Zuletzt war Overbeek noch als strategischer Berater für Cisco tätig, leitete die globale Services-Organisation mit über 12 Milliarden Dollar Umsatz pro Jahr und 15.000 Mitarbeitern. Seine Position als Präsident der Regionen Asien-Pazifik, Japan und China hatte er wegen eines Umbaus des Managements aufgeben müssen. „Wir freuen uns sehr, ihn an Bord zu haben“, erklärten Audi-Chef Rupert Stadler, BMW-Vorstand Klaus Fröhlich und Daimler-Vorstand Thomas Weber unisono.

Die Personalie darf auch als Signal für die Unabhängigkeit von Here von den neuen Besitzern verstanden werden.
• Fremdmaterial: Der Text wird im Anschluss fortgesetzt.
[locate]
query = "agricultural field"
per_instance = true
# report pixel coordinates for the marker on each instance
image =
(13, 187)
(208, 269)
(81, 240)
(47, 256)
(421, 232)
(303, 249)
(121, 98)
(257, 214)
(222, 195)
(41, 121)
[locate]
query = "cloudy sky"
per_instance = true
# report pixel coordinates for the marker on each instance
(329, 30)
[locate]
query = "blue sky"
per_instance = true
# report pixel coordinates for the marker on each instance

Dass mit Overbeek nun ein Manager gesucht wurde, der keine Karriere in der Autoindustrie hinter sich hat, ist ein Zeichen für die Zurückhaltung der beteiligten Unternehmen.

„Dass die Wahl auf mich gefallen ist, dieses großartige Unternehmen zu diesem besonderen Zeitpunkt führen zu können, freut mich außerordentlich,” wird Overbeek in einer Pressemitteilung zitiert. Tatsächlich dürfte der neue Chef sich schon bald auf die Suche nach neuen Partnern machen. Das Konsortium von Audi, BMW und Daimler will weitere Autobauer mit an Bord holen.